The topological completion of \(C_{b}(\overline {\Omega })\) under the Banach norm \({\mathbb F}[\|\cdot \|]\) is denoted by \(L_{\mathbb F} (\overline {\Omega })\). \({\mathbb F}[\cdot ]\) can be extended uniquely to a sub-linear expectation on \(L_{\mathbb F} (\overline {\Omega })\).
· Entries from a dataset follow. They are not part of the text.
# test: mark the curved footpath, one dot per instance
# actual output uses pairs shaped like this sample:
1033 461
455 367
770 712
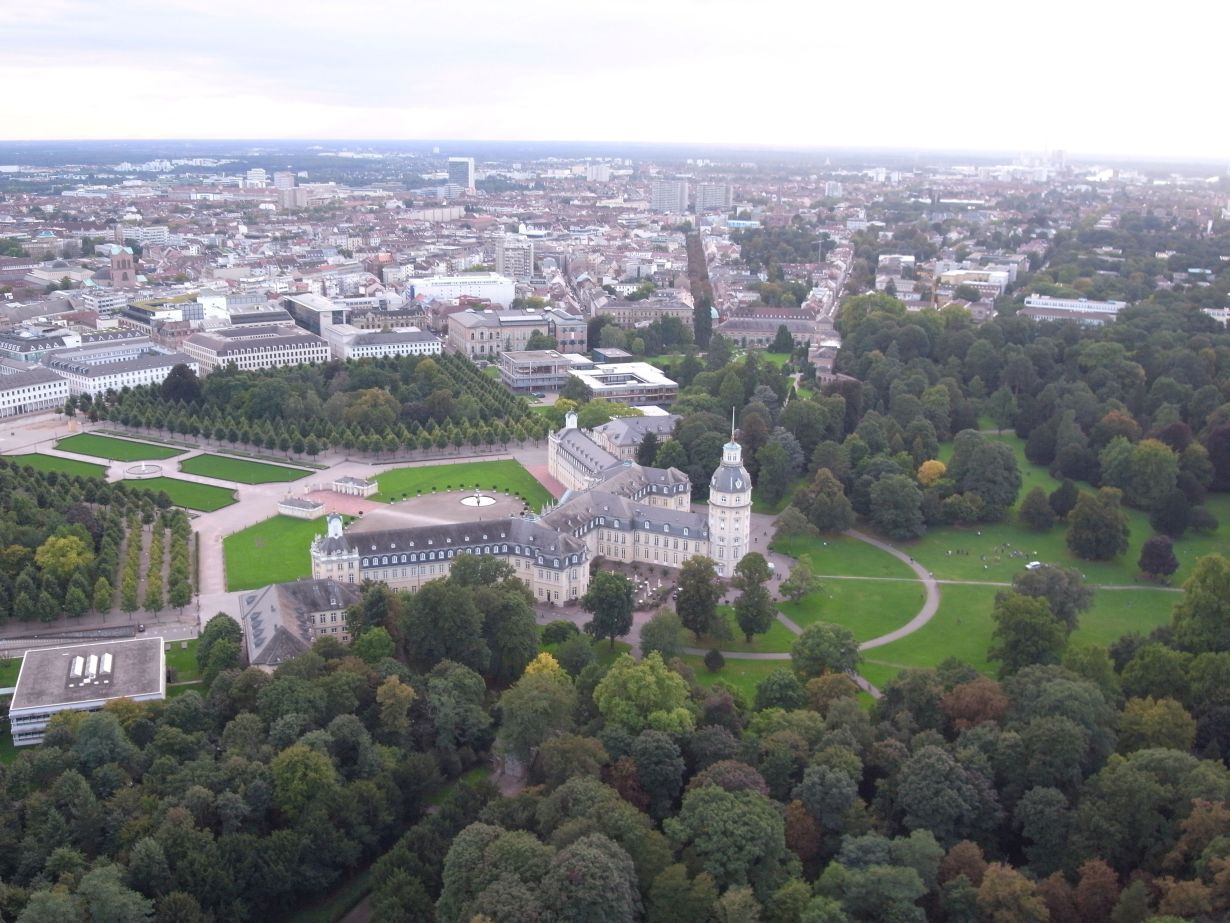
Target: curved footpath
930 606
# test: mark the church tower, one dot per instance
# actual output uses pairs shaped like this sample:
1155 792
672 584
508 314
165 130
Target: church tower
730 510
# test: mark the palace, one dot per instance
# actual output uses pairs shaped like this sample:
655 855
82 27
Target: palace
613 508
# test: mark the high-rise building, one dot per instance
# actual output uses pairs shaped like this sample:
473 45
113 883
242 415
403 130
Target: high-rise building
669 196
714 197
514 257
461 172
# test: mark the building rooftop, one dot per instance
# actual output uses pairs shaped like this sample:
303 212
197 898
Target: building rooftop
52 676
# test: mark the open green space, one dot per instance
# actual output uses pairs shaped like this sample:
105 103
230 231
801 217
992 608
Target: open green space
961 629
868 608
116 449
190 495
271 551
996 551
238 469
9 670
503 475
63 465
844 555
182 660
777 638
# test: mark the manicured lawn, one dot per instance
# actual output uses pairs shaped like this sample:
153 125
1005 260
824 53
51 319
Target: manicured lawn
63 465
238 469
961 629
504 475
777 638
187 494
744 675
116 449
9 670
271 551
999 550
182 660
867 607
844 555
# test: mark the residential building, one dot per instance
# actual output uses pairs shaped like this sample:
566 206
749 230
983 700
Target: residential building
484 335
84 677
491 286
99 368
668 196
255 347
461 172
714 197
283 620
31 390
349 342
514 257
632 383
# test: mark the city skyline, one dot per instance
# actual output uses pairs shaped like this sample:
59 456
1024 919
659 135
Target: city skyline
718 74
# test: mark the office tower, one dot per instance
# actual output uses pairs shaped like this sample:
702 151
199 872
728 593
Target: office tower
514 257
714 197
669 196
461 172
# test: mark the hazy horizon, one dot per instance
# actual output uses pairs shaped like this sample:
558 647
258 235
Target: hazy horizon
775 76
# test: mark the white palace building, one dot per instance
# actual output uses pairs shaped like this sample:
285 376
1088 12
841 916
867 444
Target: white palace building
613 508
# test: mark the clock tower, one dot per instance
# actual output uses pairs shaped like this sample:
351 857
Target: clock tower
730 510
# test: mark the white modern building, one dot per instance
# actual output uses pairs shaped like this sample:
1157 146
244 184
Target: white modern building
461 172
351 342
514 257
255 347
496 288
30 391
84 677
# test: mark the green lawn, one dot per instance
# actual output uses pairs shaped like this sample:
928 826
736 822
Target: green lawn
504 475
9 670
744 675
116 449
203 497
961 629
63 465
999 550
867 607
844 555
238 469
271 551
183 661
777 638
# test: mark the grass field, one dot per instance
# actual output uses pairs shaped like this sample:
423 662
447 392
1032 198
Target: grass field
116 449
271 551
504 475
202 497
63 465
867 607
183 660
238 469
999 550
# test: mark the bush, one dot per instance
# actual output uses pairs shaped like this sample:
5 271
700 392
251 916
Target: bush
559 631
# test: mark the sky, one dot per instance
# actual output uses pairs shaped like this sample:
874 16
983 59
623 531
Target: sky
1081 76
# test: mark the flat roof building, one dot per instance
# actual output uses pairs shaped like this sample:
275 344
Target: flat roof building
84 677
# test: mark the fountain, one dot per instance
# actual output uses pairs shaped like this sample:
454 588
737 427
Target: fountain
479 499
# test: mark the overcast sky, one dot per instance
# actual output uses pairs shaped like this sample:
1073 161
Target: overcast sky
1085 76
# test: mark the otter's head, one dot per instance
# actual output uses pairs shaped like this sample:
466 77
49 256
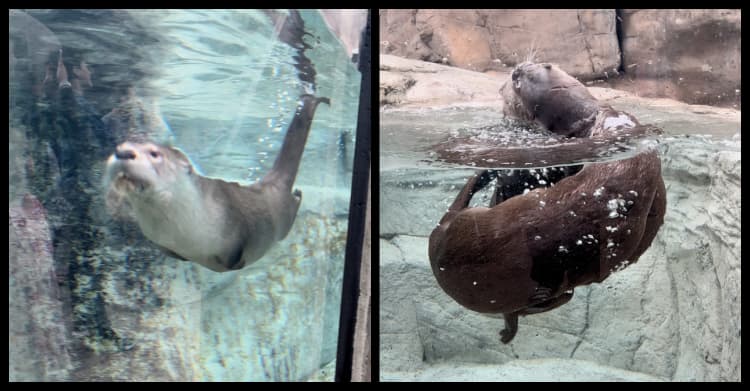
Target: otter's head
554 98
147 169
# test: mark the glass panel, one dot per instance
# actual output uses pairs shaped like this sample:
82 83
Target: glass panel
97 232
560 195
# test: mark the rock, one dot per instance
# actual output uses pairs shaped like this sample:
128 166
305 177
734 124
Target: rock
38 339
549 370
674 315
583 42
409 82
689 55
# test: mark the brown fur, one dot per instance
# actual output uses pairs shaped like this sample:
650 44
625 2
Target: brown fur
526 254
218 224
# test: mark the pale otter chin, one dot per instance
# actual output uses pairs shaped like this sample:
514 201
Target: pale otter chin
220 225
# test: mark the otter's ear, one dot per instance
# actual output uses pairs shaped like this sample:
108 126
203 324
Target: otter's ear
182 159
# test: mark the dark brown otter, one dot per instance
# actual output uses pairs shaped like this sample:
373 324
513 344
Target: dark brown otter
527 252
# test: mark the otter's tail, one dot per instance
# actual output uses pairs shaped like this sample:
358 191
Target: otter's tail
285 167
473 185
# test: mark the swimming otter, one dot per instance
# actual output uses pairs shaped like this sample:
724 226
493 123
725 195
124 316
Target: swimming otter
527 252
220 225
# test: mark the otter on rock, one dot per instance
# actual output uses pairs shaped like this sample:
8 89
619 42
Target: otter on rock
220 225
527 252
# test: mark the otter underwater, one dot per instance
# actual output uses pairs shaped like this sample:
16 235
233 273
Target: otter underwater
220 225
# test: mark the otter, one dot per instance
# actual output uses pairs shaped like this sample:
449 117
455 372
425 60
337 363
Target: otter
527 251
218 224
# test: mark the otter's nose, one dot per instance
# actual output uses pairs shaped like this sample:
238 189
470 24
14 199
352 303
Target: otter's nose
125 151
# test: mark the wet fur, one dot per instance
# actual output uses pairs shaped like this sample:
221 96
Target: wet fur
218 224
521 255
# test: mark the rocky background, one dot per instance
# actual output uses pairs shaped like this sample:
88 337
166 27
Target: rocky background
675 315
688 55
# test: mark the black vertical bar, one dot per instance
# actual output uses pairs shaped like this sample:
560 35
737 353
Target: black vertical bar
357 211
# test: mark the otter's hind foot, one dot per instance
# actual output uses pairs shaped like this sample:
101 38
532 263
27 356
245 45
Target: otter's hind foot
511 327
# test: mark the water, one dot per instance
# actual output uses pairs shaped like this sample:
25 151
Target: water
656 319
92 299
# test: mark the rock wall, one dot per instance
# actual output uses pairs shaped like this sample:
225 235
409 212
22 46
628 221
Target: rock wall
689 55
674 315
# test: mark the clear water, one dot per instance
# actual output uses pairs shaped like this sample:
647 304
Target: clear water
651 318
90 298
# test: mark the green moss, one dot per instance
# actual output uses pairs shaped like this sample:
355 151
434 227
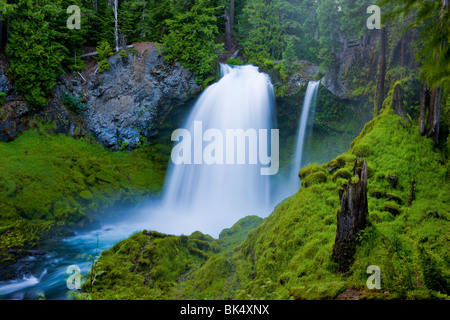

Next, it is sufficient to show that (ξ t ,η t ) defined on the sub-linear space \((\overline {\Omega }, L_{\mathbb F} (\overline {\Omega }), {\mathbb F})\) satisfies (i)-(v) and so \((\xi _{\cdot },\eta _{\cdot })\overset {d}=(B_{\cdot },b_{\cdot })\), which means that the limit distribution of any subsequence of \(\widetilde {\boldsymbol W}_{n}(\cdot)\) is uniquely determined.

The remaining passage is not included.